After more than two months in the hospital, Lance Cpl. Tim Donley, 20, is looking forward to his new quarters.
A two-bedroom suite at Walter Reed National Military Medical Center will be his home for at least a year, as he recuperates from an roadside bomb that cost him multiple limbs. Helping him recuperate is his mother Kathryn Donley, who will live with him on campus.
“He’s not in danger of dying,” she said. “His wounds are healing. But that is so just the beginning. The whole purpose of putting him in a suite like this is to encourage his independence and help him relearn how to live. And also to keep him safe.”
Wounded warriors like Donley soon will have a new home in Bethesda.
The $62 million federal project will transform a surface parking lot and World War II-era building into a 470-space parking garage and 200-bed transitional housing facility. The 4.6 acres is located on the north side of campus along Taylor Road, near the fitness center, dining facility and main hospital.
Severely injured patients generally are housed in Building 62, which includes 153 two-bedroom suites that each feature their own washer and dryer and kitchenette.
The new Sanctuary Hall will encourage veterans to leave their room and work together. Washers and dryers and kitchenettes will be located in common areas, said Lt. Christopher Hurt, construction manager for Naval Facilities Engineering Command, Washington.

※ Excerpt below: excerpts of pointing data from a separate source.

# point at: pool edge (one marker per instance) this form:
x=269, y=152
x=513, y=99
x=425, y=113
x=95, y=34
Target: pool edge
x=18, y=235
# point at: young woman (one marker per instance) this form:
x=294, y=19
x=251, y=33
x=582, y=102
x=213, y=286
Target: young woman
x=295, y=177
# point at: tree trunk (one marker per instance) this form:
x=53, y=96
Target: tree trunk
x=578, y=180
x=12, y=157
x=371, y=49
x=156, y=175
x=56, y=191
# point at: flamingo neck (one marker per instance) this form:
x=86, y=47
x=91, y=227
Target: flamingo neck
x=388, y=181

A great room will feature a café and seating, while the four-story roof will be outfitted with plants, seating and walking paths. The exterior will include a playground, barbecue station and scenic overlook by Stoney Creek, a tributary of Rock Creek.
The project was approved Thursday by the National Capital Planning Commission in Washington, D.C. It was first envisioned in the medial center’s 2008 Master Plan, which provides a blueprint for future growth.
Groundbreaking is slated for the last week in May. Construction on the parking garage and lodge will be simultaneous. The garage should be complete in 15 months, while the lodge is scheduled to debut in February 2014.
“It’s similar populations, but Sanctuary Hall is designed for people who are closer to discharge from the hospital,” Hurt said.
Rooms will be Americans with Disabilities Act accessible, with furniture, closets and other features designed for people in wheelchairs or on crutches.
“Then we’re planning some other rooms for people that are quadruple amputees, where even hitting just a light switch is difficult,” he said.
To offset energy use at Sanctuary Hall, the parking garage roof will be outfitted with a photovoltaic system, and the entire project will be designed to achieve the U.S. Green Building Council’s Leadership in Energy and Environmental Design Silver rating.
Hurt said construction will take place from 7 a.m. to 7 p.m. Monday through Friday, and delivery routes will minimize traffic impacts.